Yaşananı söylemek nankörlük,

Büyüyen işsizliği söylemek nankörlük,

Ekmek alacak gücü olmadığını söylemek nankörlük,

Uzun kuyruklarda beklediğini söylemek nankörlük,

İnsanların içinde biriken doyumsuzluğu söylemek nankörlük…

***

Önceki yazılardan birinde şu satırlara yer vermiştim:

“Yurttaşın gösterdiği ilgi, gösterdiği sevgi, gösterdiği hoşgörü “iktidarı” öyle bir yere sürüklüyor ki…

Yanlış yok artık,

Eksik yok,

Eleştiri yok…”

Bunlara ne gerek var ki?

Kendinizi yırtsanız da, çığlıklarınızı avazınız çıktığınca bağırsanız da, olanları söyleme gücünüzü yitirmiş olsanız da; fotoğraf bu!

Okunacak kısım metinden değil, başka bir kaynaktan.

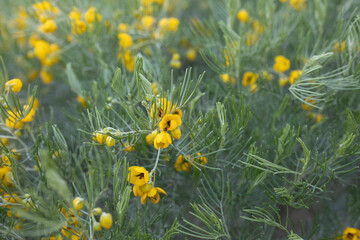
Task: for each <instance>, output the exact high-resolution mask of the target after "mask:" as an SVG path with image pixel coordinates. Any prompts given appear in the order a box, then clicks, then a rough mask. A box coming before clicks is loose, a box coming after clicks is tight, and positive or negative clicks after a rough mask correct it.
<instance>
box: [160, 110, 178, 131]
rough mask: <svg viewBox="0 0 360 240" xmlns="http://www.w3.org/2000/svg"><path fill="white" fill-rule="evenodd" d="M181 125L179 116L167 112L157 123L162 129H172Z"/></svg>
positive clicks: (170, 129)
mask: <svg viewBox="0 0 360 240" xmlns="http://www.w3.org/2000/svg"><path fill="white" fill-rule="evenodd" d="M180 125H181V118H180V117H179V116H178V115H175V114H167V115H165V116H164V117H163V119H162V120H161V121H160V123H159V127H160V129H161V130H162V131H165V132H166V131H172V130H175V129H176V128H178V127H179V126H180Z"/></svg>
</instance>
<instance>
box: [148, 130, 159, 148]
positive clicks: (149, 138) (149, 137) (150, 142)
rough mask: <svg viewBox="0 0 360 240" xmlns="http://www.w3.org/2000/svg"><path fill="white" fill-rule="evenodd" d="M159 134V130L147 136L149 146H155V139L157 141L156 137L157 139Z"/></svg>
mask: <svg viewBox="0 0 360 240" xmlns="http://www.w3.org/2000/svg"><path fill="white" fill-rule="evenodd" d="M157 134H158V131H157V130H154V131H152V133H150V134H148V135H146V141H147V142H148V143H149V144H151V145H153V144H154V139H155V137H156V135H157Z"/></svg>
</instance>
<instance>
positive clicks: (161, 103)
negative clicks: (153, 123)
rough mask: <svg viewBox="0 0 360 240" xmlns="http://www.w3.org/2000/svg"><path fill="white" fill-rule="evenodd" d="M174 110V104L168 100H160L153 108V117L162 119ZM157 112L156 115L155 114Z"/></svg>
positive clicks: (156, 112)
mask: <svg viewBox="0 0 360 240" xmlns="http://www.w3.org/2000/svg"><path fill="white" fill-rule="evenodd" d="M170 109H172V104H171V103H170V102H169V101H168V100H167V99H166V98H160V99H158V100H157V101H156V104H155V103H154V104H153V105H152V107H151V113H150V114H151V117H154V114H155V115H156V117H158V118H162V117H163V116H164V115H166V114H168V113H169V112H170ZM155 111H156V113H155Z"/></svg>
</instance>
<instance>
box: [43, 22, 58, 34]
mask: <svg viewBox="0 0 360 240" xmlns="http://www.w3.org/2000/svg"><path fill="white" fill-rule="evenodd" d="M56 28H57V27H56V23H55V21H54V20H52V19H49V20H46V21H45V22H44V23H43V24H42V25H41V26H40V27H39V30H41V31H43V32H44V33H53V32H55V31H56Z"/></svg>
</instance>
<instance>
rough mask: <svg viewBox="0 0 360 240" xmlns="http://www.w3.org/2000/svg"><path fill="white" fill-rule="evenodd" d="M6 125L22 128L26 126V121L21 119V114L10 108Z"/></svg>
mask: <svg viewBox="0 0 360 240" xmlns="http://www.w3.org/2000/svg"><path fill="white" fill-rule="evenodd" d="M6 126H7V127H8V128H15V129H20V128H22V127H23V126H24V123H23V122H22V121H20V119H19V116H17V115H16V114H15V113H13V112H12V111H10V110H9V111H8V118H7V119H6Z"/></svg>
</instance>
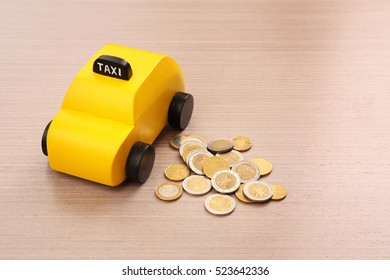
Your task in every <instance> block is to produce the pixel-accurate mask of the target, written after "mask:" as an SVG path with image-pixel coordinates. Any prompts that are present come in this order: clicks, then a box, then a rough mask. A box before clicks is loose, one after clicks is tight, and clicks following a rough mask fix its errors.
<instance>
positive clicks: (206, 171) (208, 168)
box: [203, 156, 230, 178]
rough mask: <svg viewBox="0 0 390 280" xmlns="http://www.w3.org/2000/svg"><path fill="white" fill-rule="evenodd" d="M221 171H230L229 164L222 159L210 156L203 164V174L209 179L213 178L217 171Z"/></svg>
mask: <svg viewBox="0 0 390 280" xmlns="http://www.w3.org/2000/svg"><path fill="white" fill-rule="evenodd" d="M223 169H227V170H229V169H230V165H229V163H228V162H227V161H226V159H224V158H221V157H216V156H212V157H209V158H207V159H205V161H204V162H203V172H204V174H205V175H206V176H207V177H209V178H211V177H213V175H214V173H216V172H217V171H219V170H223Z"/></svg>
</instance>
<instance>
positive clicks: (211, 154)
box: [183, 148, 212, 167]
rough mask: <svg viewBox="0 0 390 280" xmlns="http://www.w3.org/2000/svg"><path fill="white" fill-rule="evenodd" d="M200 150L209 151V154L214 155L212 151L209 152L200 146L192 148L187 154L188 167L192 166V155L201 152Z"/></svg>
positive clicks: (202, 151)
mask: <svg viewBox="0 0 390 280" xmlns="http://www.w3.org/2000/svg"><path fill="white" fill-rule="evenodd" d="M199 152H204V153H209V154H210V155H211V156H212V154H211V153H210V152H208V151H207V150H204V149H200V148H199V149H195V150H191V151H190V152H189V153H188V154H187V156H186V164H187V166H188V167H189V166H190V159H191V157H192V156H193V155H195V154H197V153H199ZM183 160H184V159H183Z"/></svg>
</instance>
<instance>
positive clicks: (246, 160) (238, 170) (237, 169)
mask: <svg viewBox="0 0 390 280" xmlns="http://www.w3.org/2000/svg"><path fill="white" fill-rule="evenodd" d="M232 170H234V171H236V172H237V173H238V175H240V178H241V183H247V182H249V181H254V180H257V179H259V177H260V170H259V167H258V166H257V165H256V164H255V163H254V162H251V161H247V160H243V161H240V162H237V163H236V164H235V165H233V167H232Z"/></svg>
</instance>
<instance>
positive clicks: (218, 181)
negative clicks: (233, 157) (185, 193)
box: [211, 170, 240, 193]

Dokuz kişilik temizlik görevlisi kadrosu için beşbin kişi başvuruyor!

Asgari ücretle geçinmesi istenen emekçi, ayın yarısında borçtan tüketiyor!

Emeklinin, çiftçinin durumu bunlardan daha acı!

Herkesin içini “acıtması” gereken de bu!